Passing by the camp nearest my home, I witnessed the impact up close. Flimsy tarpaulins strained under the weight of water, mattresses floated and clothes hung damply, always damp. Each step reinforced how precarious these dwellings are and how close the rain and cold came to taking life and health for hundreds of thousands living in tents and overcrowded shelters.

The majority of these individuals have already been forced from their homes, many several times over. Homes are destroyed. Neighbourhoods leveled. Winter has descended upon Gaza, but protection from it has not. It has come without proper shelter, without electricity, without heating.

Students in the Storm

Being an educator in Gaza, this weather causes deep concern. My students are not distant names; they are individuals I know; intelligent, determined, but deeply weary. Most attend online classes from tents; others from cramped quarters where personal space doesn't exist and connectivity intermittent. A significant number of pupils have already lost family members. Most have been rendered homeless. Yet they still try to study. Their fortitude is remarkable, but it should not be required in this way.

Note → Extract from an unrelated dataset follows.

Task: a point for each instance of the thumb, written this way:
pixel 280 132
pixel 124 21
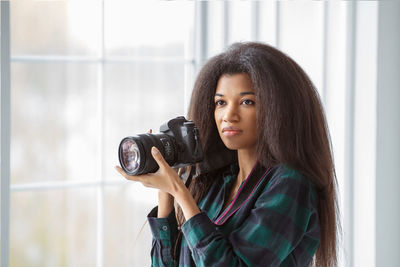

In Gaza, what would usually be routine academic practices—projects, due dates—become questions of conscience, dictated every moment by uncertainty about students’ safety, warmth and proximity to protection.

When the storm rages, I cannot help but wonder about them. Are they dry? Are they warm? Could the storm have shredded through their shelter while they were trying to sleep? For those still living in apartments, or the shells that are left, there is an absence of warmth. With electricity scarce and fuel rare, warmth comes mostly via bundling up and using any remaining covers. Despite this, cold nights are intolerable. What, then those living in tents?

Political Failure

Figures show that well over a million people in Gaza exist in makeshift accommodations. Relief items, including insulated tents, have been far from enough. When the cyclone hit, humanitarian partners reported providing plastic sheets, tents and mattresses to a multitude of people. In reality, however, this assistance was frequently felt to be inconsistent and lacking, limited to band-aid measures that were largely ineffective against prolonged exposure to cold, wind and rain. Shelters fail. Sicknesses, hypothermia, and infections associated with damp conditions are on the upswing.

This is not an unexpected catastrophe. Winter is an annual event. People in Gaza understand this failure not as bad luck, but as abandonment. People speak of how critical supplies are hindered or postponed, while attempts to fix broken houses are frequently blocked. Local initiatives have tried to improvise, to distribute plastic sheeting, yet they are still constrained by bureaucratic barriers. The culpability lies in political and humanitarian. Solutions exist, but are kept out.

A Preventable Suffering

The factor that intensifies this hardship especially agonizing is how avoidable it could have been. No individual ought to study, raise children, or battle sickness standing surrounded by cold water inside a tent. No student should fear the rain damaging their precious phone. Rain lays bare just how precarious existence is. It tests bodies worn down by pressure, weariness, and sorrow.

The current cold season occurs alongside the Christmas season that, for millions, epitomizes warmth, refuge and care for the most vulnerable. In Palestine, that {symbolism

Scott Nunez
Scott Nunez

A seasoned casino enthusiast with over a decade of experience in slot gaming and strategy development.